# ФИЛОСОФИЯ И КУЛЬТУРА > Индия >  Автокатастрофа с преданными в Индии

## Dayal Nitai das

Информация взята отсюда:

https://vk.com/lokaramdas

Локарам дас:

Сообщение от Маллика-малы: Один автобус группы Вальмики пр упал с высоты 100м в пропасть, 2 погибли, 1 унесла Ганга, 9 переломаных увезли вертолетами в госпиталь Ришикеш. Только что разговаривала с Вальмики и с Гурудевом. Вальмики держится. Пожалуйста помолитесь все!!! Мы тоже сейчас будем петь киртан.

Новости: http://www.gazeta.ru/auto/2014/06/10_a_6065505.shtml

http://www.ntv.ru/novosti/1030576/

----------


## Враджендра Кумар дас

Вальмики прабху был в другом автобусе. С ним все в порядке.

----------


## Dayal Nitai das

Информация о пострадавших выкладывается в группе Вальмики прабху в контакте: https://vk.com/club62313997

----------


## Лена

Подробности с Indostan.ru об аварии в Гималаях:

Это группа около 50 человек на 4 х темпо тревеллерах, пересекся с ними в Ганготри. После треккинга в Гомукх ребята поехали в Бадринатх и доехали только до Дхарали, предпоследний автобус потерял управление и врезавшись в дерево на обочине дороги свалился в пропасть. Шофер автобуса внезапно отпустил руль, вытаращил глаза и перестал контролировать ситуацию, близко сидящие люди попытались перехватить руль но было поздно....рядом в Дхарали военная база и индийские военные оперативно вытащили всех людей.

----------


## Dayal Nitai das

Официальное обращение Владимира Слепцова:

Здравствуйте, дорогие друзья и доброжелатели нашего тура!
Примите мои самые наилучшие пожелания в Вашей жизни!

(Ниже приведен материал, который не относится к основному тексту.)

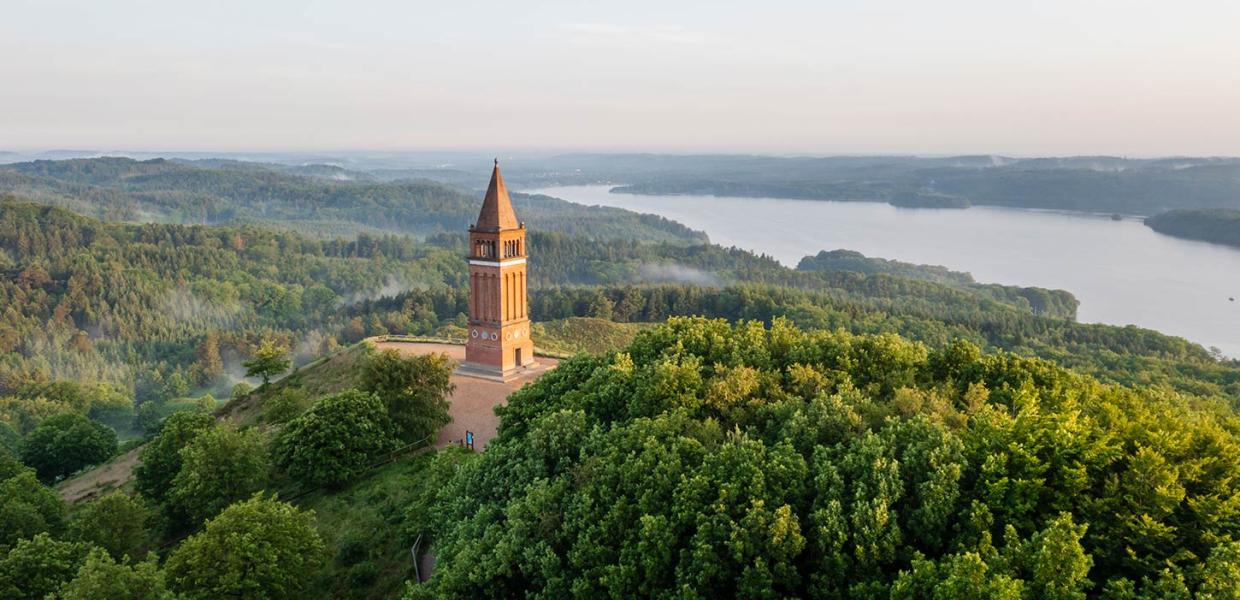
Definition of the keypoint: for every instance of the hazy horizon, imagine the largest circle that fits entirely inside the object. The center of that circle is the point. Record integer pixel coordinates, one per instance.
(1054, 78)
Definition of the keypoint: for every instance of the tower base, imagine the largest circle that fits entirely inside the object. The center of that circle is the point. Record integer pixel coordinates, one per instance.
(494, 373)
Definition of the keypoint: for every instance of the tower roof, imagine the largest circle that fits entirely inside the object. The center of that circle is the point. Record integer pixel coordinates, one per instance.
(496, 211)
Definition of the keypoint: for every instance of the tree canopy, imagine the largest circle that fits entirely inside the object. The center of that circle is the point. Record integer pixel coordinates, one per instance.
(413, 388)
(714, 460)
(66, 443)
(336, 440)
(220, 466)
(256, 548)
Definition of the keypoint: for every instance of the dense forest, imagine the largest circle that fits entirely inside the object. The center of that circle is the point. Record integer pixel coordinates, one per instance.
(166, 313)
(716, 460)
(1088, 184)
(213, 192)
(1219, 226)
(850, 428)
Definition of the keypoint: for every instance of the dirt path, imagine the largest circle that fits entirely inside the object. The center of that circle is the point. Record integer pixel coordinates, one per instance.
(471, 408)
(473, 403)
(96, 482)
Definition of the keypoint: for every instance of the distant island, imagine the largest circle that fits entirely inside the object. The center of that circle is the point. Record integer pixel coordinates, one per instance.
(1219, 226)
(1104, 185)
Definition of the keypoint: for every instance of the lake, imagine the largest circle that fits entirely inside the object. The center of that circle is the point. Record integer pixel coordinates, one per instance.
(1122, 272)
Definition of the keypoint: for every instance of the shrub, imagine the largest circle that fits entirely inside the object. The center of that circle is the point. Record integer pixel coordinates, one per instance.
(115, 522)
(336, 440)
(414, 389)
(27, 508)
(103, 578)
(218, 467)
(256, 548)
(65, 444)
(39, 567)
(161, 458)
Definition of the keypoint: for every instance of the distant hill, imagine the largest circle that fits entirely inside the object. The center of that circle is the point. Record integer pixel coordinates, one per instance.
(315, 198)
(1219, 226)
(1089, 184)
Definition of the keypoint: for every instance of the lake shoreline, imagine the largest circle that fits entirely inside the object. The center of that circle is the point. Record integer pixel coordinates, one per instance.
(1122, 272)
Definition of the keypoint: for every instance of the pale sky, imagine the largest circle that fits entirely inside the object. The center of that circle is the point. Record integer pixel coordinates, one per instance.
(1029, 77)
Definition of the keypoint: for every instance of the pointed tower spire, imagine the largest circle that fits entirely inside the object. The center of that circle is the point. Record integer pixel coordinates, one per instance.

Хочу попросить у Вас прощения за столь долгое молчание. Оно никак не связанно с нежеланием выходить в эфир. Просто все эти дни наша команда находилась и сейчас находится в максимально активном режиме, кроме того оставить группу без поддержки и заботы было бы не правильно. Средства массовой информации и разные социальные сети доносят разного рода информацию, которая будоражит сознание людей. Там есть правдивые и не правдивые толкования. Попробую их прояснить:

Во-первых, мы хотим выразить глубокое соболезнование родственникам погибших и пострадавших в этой катастрофе… Мы понимаем, как больно переживать утрату близких Вашему сердцу людей. Очень сложно сейчас переносить эти события на законы судьбы, т.к. в этом состоянии даже простая логика не находит оправдания. Должно пройти время, и тогда можно будет с полной серьёзностью рассматривать происшедшее опираясь на естественные законы этого мира.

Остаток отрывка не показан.